By: Legacy Staff
7 years ago
When Walter Breuning died on April 14, 2011, he passed a torch: that of the world’s oldest living man. Born Sept. 21, 1896, Breuning had held the honor since 2009, and with his death, he passes it along to Jiroemon Kimura of Japan, whose 114th birthday is just four days away.
Breuning was part of an elite group of supercentenarians, men and women who live past 110 years old. He lived in three centuries, heard Civil War stories first-hand from a grandfather who served, and wholeheartedly embraced the rise of computers and other new technologies. And he offered some words to live by in an interview a few months before his death, including such wise nuggets as “Work as long as you can; that money’s going to come in handy” and “Eat two meals a day: that’s all you need.”
Breuning’s obituary highlights his long memory and folksy bits of wisdom. Reading it prompted us to look at a few other obituaries for people like him who have held an “oldest living” honor.
Mississippi Winn (1897 – 2011) was the oldest living African-American at the time of her death. Her parents were born before the Civil War and may have been born into slavery, though Winn preferred not to discuss the topic. Even at 113, Winn was mentally sharp and felt young. She lived on her own until she was 103, and she always felt ready to live another year. A member of the Baptist Church, her favorite Bible quote was “Be ye kind to one another.”

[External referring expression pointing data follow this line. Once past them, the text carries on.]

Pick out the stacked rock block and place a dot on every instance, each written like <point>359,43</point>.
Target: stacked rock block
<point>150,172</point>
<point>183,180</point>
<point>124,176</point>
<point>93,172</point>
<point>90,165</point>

Mary Ray (1895 – 2010) lived to be the oldest person in the United States, the second-oldest in the world, and the oldest person ever in the history of New Hampshire. In what seems like a common theme for supercentenarians, she was still spry and happy just weeks before her death… and she was planning her 115th birthday party.
Tomoji Tanabe (1895 – 2009) held the title of world’s oldest man before Walter Breuning. A Japanese citizen, he avoided alcohol and cigarettes, and he drank milk daily. His obituary notes that his favorite foods – fried shrimp and miso soup with clams – were in keeping with the traditional seafood-rich Japanese diet, which leads to notable longevity in the country’s population.
Edna Parker (1893 – 2008) lived to claim the title of world’s oldest person before her death at age 115. She graduated from college in 1913, and she and her husband were the first people in their area to own a car. She too never drank nor smoked, and she lived alone until age 100. Parker’s grandson thought her slim build and happy-go-lucky character – “She’s never been a worrier” – were the keys to her longevity. Her best advice for a good life was “more education.”
Emma Tillman (1892 – 2007) held the honor of world’s oldest person for just four days, the shortest “oldest reign” on record. Born to former slaves, she had four siblings who lived past 100. Another teetotaler and a deeply religious woman, she attributed her long life to God’s will: “Whatever the good Lord wants is what will happen.”